Maya started a job working from home as a loan officer and said she wanted a big desk with shelves do I bought sapele and got started.

Reactions: Like 4 | EyeCandy! 2 | Way Cool 9


----------



## Nature Man (Jan 4, 2021)

Looks extremely beefy! Can hold a LOT of loan documents! Sepele is so nice! Chuck

Reactions: Thank You! 1


----------



## T. Ben (Jan 4, 2021)

Awesome desk,lots of work space there.

Reactions: Thank You! 1


----------



## GS-76 (Jan 4, 2021)

Nice job. What finish did you go with ?

Reactions: Thank You! 1


----------



## Don Ratcliff (Jan 4, 2021)

Gary Schuler said:


> Nice job. What finish did you go with ?


Poly


----------



## Wildthings (Jan 4, 2021)

Well Hi Don. Glad to see you are still going strong!

Reactions: Thank You! 1


----------



## DLJeffs (Jan 4, 2021)

Cat tested and approved! Beautiful piece of furniture. In that second photo, it looks like you used some sort of cross key to join some planks? Could you elaborate on that a little please? I can't see those joints in the finished desk.


----------



## barry richardson (Jan 4, 2021)

Cool project Don, do you have a drum sander now? or did you get the tops already glued up?


----------



## Don Ratcliff (Jan 4, 2021)

DLJeffs said:


> Cat tested and approved! Beautiful piece of furniture. In that second photo, it looks like you used some sort of cross key to join some planks? Could you elaborate on that a little please? I can't see those joints in the finished desk.

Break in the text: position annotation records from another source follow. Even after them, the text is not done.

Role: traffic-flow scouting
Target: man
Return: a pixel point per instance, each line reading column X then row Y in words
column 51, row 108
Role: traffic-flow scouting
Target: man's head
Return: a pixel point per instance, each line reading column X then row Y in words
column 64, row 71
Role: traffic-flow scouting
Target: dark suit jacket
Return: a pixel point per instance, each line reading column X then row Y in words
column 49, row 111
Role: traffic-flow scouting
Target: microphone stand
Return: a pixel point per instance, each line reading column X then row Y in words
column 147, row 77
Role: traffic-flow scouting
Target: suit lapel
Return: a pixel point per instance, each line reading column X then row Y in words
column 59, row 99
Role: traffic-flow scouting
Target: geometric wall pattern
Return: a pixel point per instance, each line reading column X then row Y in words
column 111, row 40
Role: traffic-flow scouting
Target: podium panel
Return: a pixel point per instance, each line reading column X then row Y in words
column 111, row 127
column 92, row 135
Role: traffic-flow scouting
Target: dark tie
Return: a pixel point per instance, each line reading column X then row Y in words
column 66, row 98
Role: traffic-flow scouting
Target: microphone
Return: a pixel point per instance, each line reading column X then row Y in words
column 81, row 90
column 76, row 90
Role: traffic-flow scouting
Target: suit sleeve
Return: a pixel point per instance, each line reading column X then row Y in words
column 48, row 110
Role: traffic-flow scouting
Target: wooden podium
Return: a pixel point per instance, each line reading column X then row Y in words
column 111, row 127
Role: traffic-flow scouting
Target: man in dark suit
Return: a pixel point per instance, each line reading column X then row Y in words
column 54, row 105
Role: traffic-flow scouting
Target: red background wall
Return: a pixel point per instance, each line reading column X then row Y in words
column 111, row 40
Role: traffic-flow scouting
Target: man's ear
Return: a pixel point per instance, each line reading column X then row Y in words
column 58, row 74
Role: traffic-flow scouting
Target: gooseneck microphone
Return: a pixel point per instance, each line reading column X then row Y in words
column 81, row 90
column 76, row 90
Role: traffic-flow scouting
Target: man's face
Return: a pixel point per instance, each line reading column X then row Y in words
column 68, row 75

The shelf under the return is where I used that joint. I didn't want any end grain showing on it.


----------



## Don Ratcliff (Jan 4, 2021)

barry richardson said:


> Cool project Don, do you have a drum sander now? or did you get the tops already glued up?


I did get a drum sander, makes life much easier. I also got a biscuit jointer so the tops have a biscuit every 6" I cheated to the top side and the bottom side has the interlocking inserts (blue lighter used for scale per the @Kenbo code)

Reactions: Like 1


----------



## woodtickgreg (Jan 4, 2021)

I hve a couple of cats that have to be involved in everything I do as well. Lol.


----------



## Don Ratcliff (Jan 4, 2021)

woodtickgreg said:


> I hve a couple of cats that haveI to be involved in everything I do as well. Lol.


We just have the one and he thinks I built a catwalk for him to look out of the window. Maya gets back from the ML today and tomorrow will be setting up her workstation, boy is that going to be a cat fight...

Reactions: Funny 4


----------



## Kenbo (Jan 5, 2021)

Looks great. She's gonna love that. Well done sir.

Reactions: Thank You! 1


----------